At the other end of the scale, most polls agree that James Buchanan and Andrew Johnson – curiously, Lincoln’s immediate predecessor and immediate successor – were the worst presidents. Others who fare badly include Warren Harding, Calvin Coolidge, Herbert Hoover, Richard Nixon, Jimmy Carter and George W Bush in the 20th century and a quartet of long-forgotten pre-Civil War presidents – John Tyler, Zachary Taylor, Millard Fillmore and Franklin Pierce.
Two presidents – William H Harrison and James Garfield – are not normally included in the polls because neither served for a sufficiently long period, both dying in office. Nor was Donald Trump included in the 2017 C-Span survey as he had just assumed office.
Lyndon Johnson and Nixon are probably the most difficult presidents to assess because their records comprise great achievements and great disasters.
Johnson’s positive legacy in the area of civil rights legislation tips the balance in his favour, though the catastrophe of the Vietnam war weighs heavily against him.
On the other hand, Nixon’s ignominy in being the only president driven from office – because of Watergate and the cover-up that followed – overwhelms his substantial foreign and domestic policy achievements.
So what makes an American president great? He must at least be transformative, someone who changes the character of the presidency and makes a difference for the better. He should also be a skilled orator. Leadership requires inspiring rhetoric, and we remember some presidents – Jefferson, Lincoln, the two Roosevelts, Kennedy, Reagan and Obama – for their words as much as for their deeds.
One more thing is required. The needs of the time must be exceptional, and those needs and the skills of the person in office must be well matched. Washington had led the American Revolution and it fell to him to define the office of the presidency as the first incumbent.
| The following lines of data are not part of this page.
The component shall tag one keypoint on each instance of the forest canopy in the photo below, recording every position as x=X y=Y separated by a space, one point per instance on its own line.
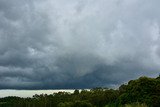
x=143 y=91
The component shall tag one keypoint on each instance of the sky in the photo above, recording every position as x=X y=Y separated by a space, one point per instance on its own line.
x=69 y=44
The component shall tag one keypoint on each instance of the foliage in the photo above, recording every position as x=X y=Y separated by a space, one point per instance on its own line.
x=141 y=92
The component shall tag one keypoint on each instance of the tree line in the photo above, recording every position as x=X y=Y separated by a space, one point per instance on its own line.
x=143 y=91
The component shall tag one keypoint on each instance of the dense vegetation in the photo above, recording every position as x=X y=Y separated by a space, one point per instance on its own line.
x=143 y=92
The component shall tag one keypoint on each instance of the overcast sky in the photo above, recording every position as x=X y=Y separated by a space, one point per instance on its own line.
x=66 y=44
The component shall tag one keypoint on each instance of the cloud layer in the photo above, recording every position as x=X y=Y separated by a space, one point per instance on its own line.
x=55 y=44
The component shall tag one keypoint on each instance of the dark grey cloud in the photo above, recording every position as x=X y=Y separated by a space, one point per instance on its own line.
x=77 y=44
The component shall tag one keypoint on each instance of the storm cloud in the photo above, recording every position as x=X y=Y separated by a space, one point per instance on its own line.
x=62 y=44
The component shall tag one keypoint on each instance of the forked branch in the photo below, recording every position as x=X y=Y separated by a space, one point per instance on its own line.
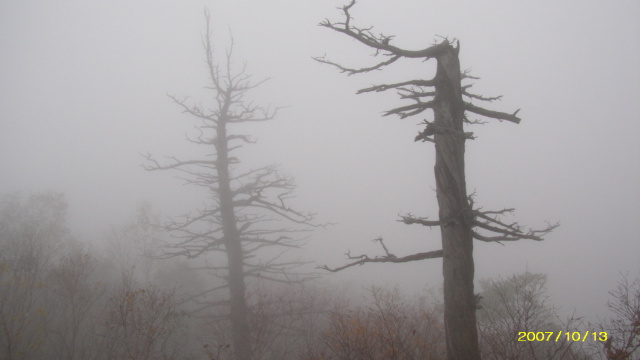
x=387 y=258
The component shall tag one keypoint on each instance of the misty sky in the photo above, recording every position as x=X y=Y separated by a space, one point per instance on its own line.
x=83 y=89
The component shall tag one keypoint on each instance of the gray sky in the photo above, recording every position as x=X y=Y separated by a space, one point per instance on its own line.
x=83 y=91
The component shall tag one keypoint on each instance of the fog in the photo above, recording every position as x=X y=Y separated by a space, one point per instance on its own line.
x=84 y=89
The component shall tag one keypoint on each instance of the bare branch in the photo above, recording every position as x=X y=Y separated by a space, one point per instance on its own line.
x=387 y=258
x=492 y=114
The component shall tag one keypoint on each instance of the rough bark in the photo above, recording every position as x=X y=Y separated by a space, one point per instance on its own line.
x=459 y=222
x=240 y=334
x=451 y=190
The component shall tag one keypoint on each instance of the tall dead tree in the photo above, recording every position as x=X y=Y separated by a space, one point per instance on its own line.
x=245 y=209
x=459 y=221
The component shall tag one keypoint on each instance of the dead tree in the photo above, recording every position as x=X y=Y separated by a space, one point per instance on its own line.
x=459 y=221
x=246 y=207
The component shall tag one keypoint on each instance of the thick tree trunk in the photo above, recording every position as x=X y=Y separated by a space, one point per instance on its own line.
x=240 y=334
x=457 y=241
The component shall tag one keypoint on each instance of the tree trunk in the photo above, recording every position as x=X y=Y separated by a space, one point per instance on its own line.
x=451 y=190
x=240 y=335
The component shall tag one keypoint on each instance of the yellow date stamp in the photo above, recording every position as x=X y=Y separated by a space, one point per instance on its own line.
x=563 y=336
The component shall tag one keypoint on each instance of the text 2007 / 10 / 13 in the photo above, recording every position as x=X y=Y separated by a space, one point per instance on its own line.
x=562 y=335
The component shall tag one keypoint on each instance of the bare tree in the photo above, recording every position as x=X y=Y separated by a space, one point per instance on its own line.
x=518 y=304
x=141 y=322
x=72 y=301
x=459 y=221
x=623 y=324
x=31 y=233
x=244 y=214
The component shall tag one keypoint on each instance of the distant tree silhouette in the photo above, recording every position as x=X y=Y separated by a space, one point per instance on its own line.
x=459 y=221
x=245 y=207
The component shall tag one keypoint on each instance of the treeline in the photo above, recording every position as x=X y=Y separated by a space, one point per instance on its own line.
x=61 y=300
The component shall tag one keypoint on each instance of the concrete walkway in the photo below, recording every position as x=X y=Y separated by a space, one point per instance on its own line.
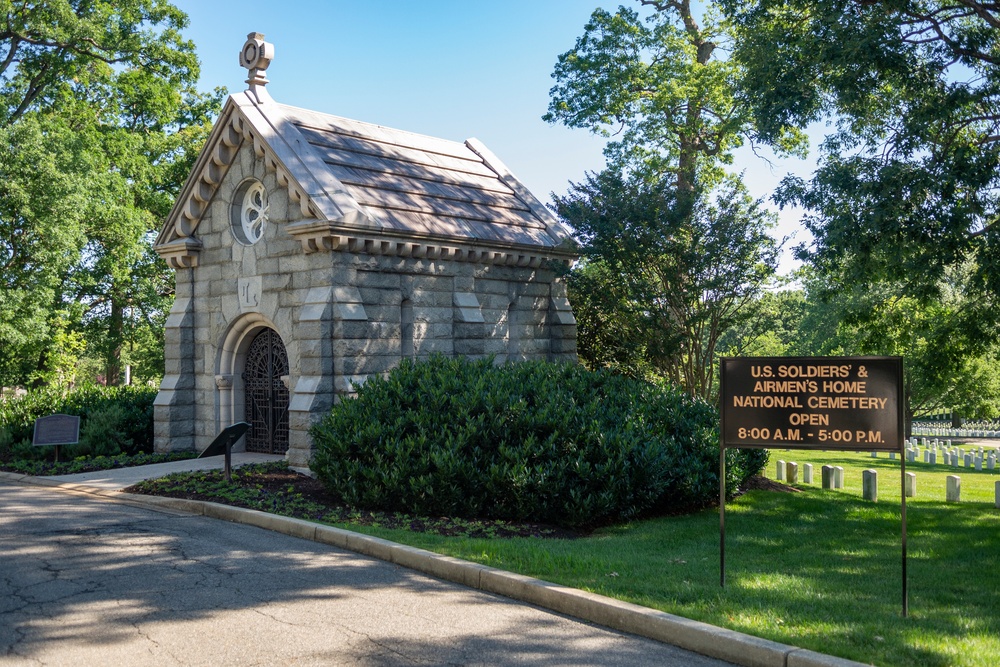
x=120 y=478
x=700 y=638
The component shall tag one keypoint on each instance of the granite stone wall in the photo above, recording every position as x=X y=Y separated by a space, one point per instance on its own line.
x=343 y=317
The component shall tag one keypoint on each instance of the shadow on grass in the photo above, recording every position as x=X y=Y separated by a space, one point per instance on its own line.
x=833 y=563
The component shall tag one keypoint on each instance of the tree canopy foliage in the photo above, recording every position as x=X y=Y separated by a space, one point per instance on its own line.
x=908 y=184
x=679 y=280
x=675 y=248
x=99 y=123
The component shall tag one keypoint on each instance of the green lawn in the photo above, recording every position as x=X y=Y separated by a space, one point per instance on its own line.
x=817 y=569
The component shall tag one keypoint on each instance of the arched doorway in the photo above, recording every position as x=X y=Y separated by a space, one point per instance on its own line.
x=265 y=394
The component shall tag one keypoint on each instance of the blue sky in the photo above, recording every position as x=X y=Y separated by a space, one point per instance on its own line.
x=448 y=68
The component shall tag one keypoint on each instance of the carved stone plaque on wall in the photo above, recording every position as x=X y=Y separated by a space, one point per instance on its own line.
x=249 y=293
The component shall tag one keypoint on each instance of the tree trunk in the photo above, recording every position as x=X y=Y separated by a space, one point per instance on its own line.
x=113 y=365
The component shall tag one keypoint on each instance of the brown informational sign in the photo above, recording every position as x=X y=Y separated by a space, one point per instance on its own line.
x=834 y=403
x=56 y=430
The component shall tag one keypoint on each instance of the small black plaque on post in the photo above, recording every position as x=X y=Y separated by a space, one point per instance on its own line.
x=56 y=430
x=223 y=444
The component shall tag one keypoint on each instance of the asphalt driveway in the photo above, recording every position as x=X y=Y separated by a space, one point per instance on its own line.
x=88 y=581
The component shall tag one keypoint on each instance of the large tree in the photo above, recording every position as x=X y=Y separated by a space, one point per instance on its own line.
x=908 y=183
x=99 y=121
x=947 y=370
x=668 y=231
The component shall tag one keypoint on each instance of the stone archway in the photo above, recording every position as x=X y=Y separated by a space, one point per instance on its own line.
x=265 y=394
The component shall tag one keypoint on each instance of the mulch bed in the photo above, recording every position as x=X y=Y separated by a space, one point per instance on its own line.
x=275 y=483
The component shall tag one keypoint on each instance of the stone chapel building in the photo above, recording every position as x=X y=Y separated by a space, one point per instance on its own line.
x=312 y=252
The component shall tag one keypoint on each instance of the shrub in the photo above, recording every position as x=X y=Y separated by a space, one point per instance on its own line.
x=110 y=417
x=552 y=443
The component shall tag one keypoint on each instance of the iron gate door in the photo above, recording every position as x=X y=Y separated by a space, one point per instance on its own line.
x=266 y=397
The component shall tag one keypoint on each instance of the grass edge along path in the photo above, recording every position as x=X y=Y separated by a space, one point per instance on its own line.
x=816 y=569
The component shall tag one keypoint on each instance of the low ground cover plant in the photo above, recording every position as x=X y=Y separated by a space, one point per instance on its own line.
x=551 y=443
x=113 y=420
x=82 y=464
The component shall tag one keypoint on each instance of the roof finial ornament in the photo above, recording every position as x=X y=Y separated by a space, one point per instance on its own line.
x=256 y=56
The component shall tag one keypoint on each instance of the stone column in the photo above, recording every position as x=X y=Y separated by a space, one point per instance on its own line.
x=174 y=408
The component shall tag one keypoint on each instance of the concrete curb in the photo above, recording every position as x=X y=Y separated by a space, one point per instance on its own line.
x=696 y=636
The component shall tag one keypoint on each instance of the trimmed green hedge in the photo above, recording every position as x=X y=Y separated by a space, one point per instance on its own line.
x=552 y=443
x=112 y=420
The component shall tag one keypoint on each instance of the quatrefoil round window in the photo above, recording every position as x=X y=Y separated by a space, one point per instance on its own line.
x=250 y=212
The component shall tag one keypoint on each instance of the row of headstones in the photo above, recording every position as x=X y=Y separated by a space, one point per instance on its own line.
x=961 y=432
x=833 y=478
x=949 y=455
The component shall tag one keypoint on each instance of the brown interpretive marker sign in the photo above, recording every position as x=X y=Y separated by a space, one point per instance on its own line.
x=817 y=403
x=834 y=403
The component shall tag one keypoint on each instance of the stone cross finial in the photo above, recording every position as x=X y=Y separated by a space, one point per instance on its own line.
x=256 y=56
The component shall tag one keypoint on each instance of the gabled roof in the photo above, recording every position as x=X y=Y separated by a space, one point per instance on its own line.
x=367 y=188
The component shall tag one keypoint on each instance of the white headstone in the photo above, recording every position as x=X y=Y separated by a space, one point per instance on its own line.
x=827 y=474
x=953 y=493
x=792 y=472
x=869 y=485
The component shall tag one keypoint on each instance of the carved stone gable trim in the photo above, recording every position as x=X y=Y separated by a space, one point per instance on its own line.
x=177 y=243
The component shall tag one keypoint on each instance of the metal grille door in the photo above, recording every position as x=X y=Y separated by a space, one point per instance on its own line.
x=266 y=395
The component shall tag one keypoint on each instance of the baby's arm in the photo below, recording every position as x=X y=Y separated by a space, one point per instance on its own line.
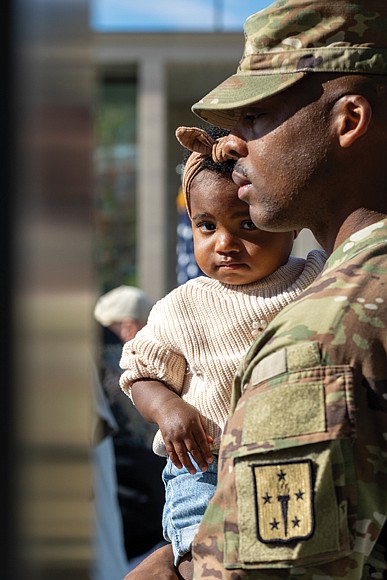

Lincoln’s greatness cannot be divorced from the ordeal of the civil war, and Franklin Roosevelt steered his country through the aftermath of the Great Depression and then through the second World War.
In historian Robert Dallek’s pithy formulation, the historic roles of Washington, Lincoln and Franklin Roosevelt were respectively to “launch, preserve and rescue the ship of state”. All three had the qualities required to respond to the extraordinary challenges which were particular to their times, but without those challenges they would not have had the opportunity for real greatness. Few presidents get that opportunity.
Conversely, many of the weakest presidents are adjudged failures precisely because they did not – or could not – rise to the challenges of their times.
Buchanan and others in the years before the civil war are examples of that. They failed to defuse the issues that led to the civil war. A more recent example is George W Bush, who bungled the response to the 9/11 tragedy and then mishandled the crisis in the US banking system.
The manifest incompetence and lack of character of the current US president make it likely that he too will be ranked among the very worst.
Ranking the US presidents may seem a pointless task, but it is a fascinating exercise which helps stimulate interest in history and reminds us not to underestimate the impact of an individual in shaping events.
It may also tell us something about our contemporary world – for, in the words of President Kennedy, spoken at Amherst College a few weeks before his assassination, “a nation reveals itself not only by the men it produces but also by the men it honours, the men it remembers”.